One commentator argued that regulators have opted not to tackle this issue directly but instead have focused their attention on the banks, adding: “If you want to fine someone, fine someone who has got money.”

Competitive threat

While AML concerns may be at the root of banks’ concern about this sector, other factors could also be playing a role in their decision to stop providing services. Arkady Fridman, senior analyst at Aite Group, says some of the MSBs might not have sufficient volume to be attractive customers. “There’s a pure cost-benefit-analysis issue,” he says. “They may not be generating enough revenue for the banks.”

In addition, Fridman points out that MSBs also pose something of a competitive threat to the UK’s high street banks – which could have an impact on how willing banks are to work with these types of companies.

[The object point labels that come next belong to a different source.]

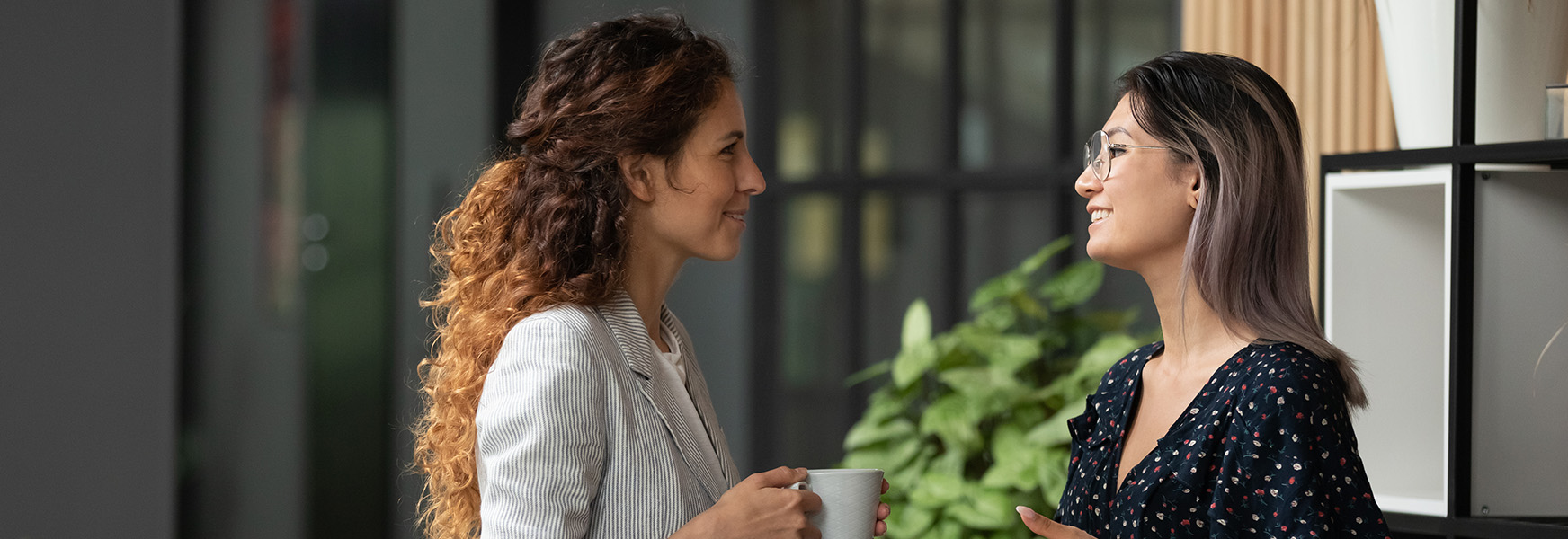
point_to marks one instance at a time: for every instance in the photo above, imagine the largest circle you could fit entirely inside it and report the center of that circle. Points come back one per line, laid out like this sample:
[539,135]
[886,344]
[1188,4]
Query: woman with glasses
[565,398]
[1237,423]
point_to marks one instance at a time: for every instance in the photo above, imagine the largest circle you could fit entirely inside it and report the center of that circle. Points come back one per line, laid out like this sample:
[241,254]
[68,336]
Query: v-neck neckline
[1134,400]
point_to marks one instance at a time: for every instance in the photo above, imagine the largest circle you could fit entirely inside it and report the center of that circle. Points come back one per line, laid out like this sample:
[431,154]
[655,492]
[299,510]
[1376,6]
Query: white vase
[1521,46]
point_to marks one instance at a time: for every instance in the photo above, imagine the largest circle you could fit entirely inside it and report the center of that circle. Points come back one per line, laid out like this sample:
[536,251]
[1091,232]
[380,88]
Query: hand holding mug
[759,507]
[851,502]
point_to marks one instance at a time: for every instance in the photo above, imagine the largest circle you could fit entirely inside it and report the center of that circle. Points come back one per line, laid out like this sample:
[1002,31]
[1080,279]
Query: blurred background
[217,220]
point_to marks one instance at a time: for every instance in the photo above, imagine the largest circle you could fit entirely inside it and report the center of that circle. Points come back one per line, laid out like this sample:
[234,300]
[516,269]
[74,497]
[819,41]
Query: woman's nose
[1087,183]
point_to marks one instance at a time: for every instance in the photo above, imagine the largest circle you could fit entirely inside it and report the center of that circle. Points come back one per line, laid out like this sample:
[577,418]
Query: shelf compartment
[1386,305]
[1521,300]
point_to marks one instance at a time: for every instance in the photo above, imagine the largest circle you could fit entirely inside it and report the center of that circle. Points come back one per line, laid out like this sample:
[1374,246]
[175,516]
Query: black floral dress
[1266,450]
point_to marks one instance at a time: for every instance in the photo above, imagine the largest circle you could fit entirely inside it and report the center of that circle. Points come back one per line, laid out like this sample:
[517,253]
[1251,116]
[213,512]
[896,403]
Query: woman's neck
[649,273]
[1197,337]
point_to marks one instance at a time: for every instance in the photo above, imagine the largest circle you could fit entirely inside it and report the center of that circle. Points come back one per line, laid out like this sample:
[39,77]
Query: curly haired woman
[563,398]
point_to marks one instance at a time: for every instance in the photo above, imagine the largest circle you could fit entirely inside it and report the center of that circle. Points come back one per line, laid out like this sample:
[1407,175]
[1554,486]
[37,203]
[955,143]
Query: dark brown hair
[546,223]
[1247,244]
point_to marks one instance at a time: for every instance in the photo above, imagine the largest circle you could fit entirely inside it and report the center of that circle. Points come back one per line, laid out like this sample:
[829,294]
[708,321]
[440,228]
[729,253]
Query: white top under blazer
[582,435]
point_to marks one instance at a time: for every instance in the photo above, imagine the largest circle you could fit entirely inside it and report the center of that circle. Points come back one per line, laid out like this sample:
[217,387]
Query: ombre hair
[1247,244]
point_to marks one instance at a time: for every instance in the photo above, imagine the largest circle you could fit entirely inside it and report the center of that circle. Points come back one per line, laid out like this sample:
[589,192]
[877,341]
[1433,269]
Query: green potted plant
[973,422]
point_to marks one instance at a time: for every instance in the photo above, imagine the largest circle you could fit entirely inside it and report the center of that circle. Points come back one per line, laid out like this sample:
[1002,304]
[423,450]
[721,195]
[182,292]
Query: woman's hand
[1049,528]
[759,507]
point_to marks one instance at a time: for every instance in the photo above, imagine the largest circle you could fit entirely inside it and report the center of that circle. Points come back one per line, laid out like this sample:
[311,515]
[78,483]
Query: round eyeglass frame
[1100,143]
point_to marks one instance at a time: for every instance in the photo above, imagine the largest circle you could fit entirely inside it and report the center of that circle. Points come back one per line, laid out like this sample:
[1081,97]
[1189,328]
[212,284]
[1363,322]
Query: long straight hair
[1247,244]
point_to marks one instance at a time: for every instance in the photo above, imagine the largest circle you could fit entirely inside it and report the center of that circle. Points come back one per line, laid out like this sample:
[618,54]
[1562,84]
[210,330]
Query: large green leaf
[1013,461]
[913,362]
[1054,429]
[910,520]
[973,420]
[937,490]
[984,508]
[916,324]
[1054,473]
[1040,257]
[952,419]
[999,287]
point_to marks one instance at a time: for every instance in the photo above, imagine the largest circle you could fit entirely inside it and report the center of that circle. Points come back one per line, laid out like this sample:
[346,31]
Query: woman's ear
[1194,185]
[638,171]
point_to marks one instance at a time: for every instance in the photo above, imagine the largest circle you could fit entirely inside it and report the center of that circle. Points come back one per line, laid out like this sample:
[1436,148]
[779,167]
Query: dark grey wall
[442,85]
[90,181]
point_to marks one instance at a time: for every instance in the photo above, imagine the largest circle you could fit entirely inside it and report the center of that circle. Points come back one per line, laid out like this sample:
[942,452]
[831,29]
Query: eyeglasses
[1100,151]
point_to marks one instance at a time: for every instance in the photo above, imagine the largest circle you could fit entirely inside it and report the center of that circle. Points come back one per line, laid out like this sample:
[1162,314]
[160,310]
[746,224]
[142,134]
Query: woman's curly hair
[546,223]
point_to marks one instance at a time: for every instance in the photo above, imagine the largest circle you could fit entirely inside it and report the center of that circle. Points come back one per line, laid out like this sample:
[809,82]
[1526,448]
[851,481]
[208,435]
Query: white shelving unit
[1386,301]
[1386,305]
[1521,300]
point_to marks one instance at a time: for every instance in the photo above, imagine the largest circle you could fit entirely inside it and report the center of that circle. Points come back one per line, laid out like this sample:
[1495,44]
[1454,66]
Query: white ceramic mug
[849,502]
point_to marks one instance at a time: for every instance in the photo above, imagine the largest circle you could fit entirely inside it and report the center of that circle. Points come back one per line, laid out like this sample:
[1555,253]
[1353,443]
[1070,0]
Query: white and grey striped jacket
[579,435]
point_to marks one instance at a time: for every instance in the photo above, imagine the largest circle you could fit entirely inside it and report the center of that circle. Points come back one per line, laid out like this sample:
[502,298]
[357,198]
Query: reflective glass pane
[904,86]
[1112,36]
[902,261]
[1009,58]
[811,85]
[815,355]
[1002,229]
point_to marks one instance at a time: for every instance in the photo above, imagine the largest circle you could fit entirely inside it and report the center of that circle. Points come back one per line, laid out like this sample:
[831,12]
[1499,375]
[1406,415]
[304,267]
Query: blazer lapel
[703,400]
[659,387]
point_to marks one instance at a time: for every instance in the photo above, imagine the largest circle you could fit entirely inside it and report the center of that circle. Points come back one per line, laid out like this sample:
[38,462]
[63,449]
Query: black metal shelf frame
[1464,155]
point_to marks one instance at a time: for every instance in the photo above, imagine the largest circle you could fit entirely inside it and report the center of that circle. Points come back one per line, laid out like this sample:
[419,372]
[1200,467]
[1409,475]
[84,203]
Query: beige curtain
[1325,54]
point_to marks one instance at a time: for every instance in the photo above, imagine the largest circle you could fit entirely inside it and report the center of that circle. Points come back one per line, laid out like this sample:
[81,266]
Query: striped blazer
[581,435]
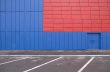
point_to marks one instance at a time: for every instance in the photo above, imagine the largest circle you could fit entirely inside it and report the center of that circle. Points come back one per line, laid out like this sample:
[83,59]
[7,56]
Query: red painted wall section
[76,16]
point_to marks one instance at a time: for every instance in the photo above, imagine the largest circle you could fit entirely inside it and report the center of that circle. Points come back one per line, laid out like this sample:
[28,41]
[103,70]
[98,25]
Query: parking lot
[55,63]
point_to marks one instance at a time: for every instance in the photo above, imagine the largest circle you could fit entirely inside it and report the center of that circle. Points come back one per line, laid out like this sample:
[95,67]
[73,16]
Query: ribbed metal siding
[21,28]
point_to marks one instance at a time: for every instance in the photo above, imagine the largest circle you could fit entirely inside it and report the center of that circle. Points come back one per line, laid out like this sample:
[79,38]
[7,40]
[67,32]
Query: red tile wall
[76,16]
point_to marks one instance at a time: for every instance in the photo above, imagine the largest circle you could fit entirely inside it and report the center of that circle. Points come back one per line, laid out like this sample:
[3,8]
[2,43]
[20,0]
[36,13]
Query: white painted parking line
[43,64]
[13,61]
[80,70]
[55,55]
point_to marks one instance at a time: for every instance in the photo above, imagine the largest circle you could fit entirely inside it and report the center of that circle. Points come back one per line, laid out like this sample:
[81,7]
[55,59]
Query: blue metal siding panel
[21,27]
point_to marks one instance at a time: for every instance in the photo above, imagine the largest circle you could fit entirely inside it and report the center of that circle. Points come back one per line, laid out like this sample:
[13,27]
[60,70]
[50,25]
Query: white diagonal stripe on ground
[43,64]
[12,61]
[88,62]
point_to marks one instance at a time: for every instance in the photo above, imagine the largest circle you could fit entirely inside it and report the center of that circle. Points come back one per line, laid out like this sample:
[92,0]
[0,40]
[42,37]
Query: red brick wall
[76,16]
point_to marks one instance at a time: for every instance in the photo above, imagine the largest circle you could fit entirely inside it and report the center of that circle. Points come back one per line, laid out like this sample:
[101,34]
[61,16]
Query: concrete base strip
[12,61]
[80,70]
[43,64]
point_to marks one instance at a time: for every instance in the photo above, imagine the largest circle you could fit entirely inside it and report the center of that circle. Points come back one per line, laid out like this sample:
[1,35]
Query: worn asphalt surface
[53,64]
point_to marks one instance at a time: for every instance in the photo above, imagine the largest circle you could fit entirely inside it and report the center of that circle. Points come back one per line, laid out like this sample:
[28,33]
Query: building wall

“I don’t believe that the high street banks in general are necessarily afraid of the competition, but certainly the influx of so many different players in this space, particularly in the last five to seven years, has in aggregate started to pull some business away from those banks,” he says.

Fridman suggests high street banks might have taken notice of the threat posed by MSBs and that there seems to be an effort under way by UK banks to begin fighting to get some of that business back, particularly in the area of cross-border money transfers.

“I wouldn’t go so far as to call the withdrawal of banking services a direct attack on this sector, but there is certainly a hint of that,” he says.


Craig James, a director of the Prepaid International Forum

Others are more emphatic about the role being played by competition in the account closures. “This is a competition issue,” says Craig James, a director of the Prepaid International Forum. “It’s nothing to do with money laundering – money laundering is being used as a blind and a screen.”


He argues that the risks being attributed to these companies must be inherent either within the products they are selling or within the providers themselves.


“If the risk is inherent with the provider, it’s the FCA’s [Financial Conduct Authority] responsibility to deal with that, because the FCA authorized them in the first place and it’s the FCA’s job to manage risk within the sector,” he says. “It’s not for banks to start regulating the sector through the back door, which is what they’re doing. If it’s inherent within the product, why are banks still offering these same products themselves?”


James adds that the account closures are not only affecting money-service businesses but are also being applied to any third-party provider that arranges the transfer of funds electronically. “It’s money-service businesses, it’s prepaid cards, it’s electronic wallets, it’s merchant acquirers – it’s anyone with an electronic money or payments service," he says. "They are shutting down prepaid card issuers as well.”

New options

Whatever the reasons for the shift, it is clear that access to banking services is becoming more problematic for MSBs. Having a bank account is a fundamental requirement for such businesses – so many will be considering what they can do to retain their banking relationships or develop a new strategy.

For companies concerned about this issue, there are actions that can be taken to make themselves more bankable. Essentially this means putting in place more stringent AML measures.

While the cost of doing so might be prohibitive for some smaller companies, an unconventional approach could be to club together with other businesses in a similar position to pay for AML controls on a joint basis.

For companies that find themselves without a UK bank, other options might also be feasible, such as opening an account in a different jurisdiction. This might not be necessary: different UK lenders might take a different view of the risks associated with money-service companies.

Nevertheless, it is clear that MSBs might find it more difficult to secure banking services than in the past – and with banks facing increasing regulatory scrutiny on the subject of AML controls, this could be a longer-term trend.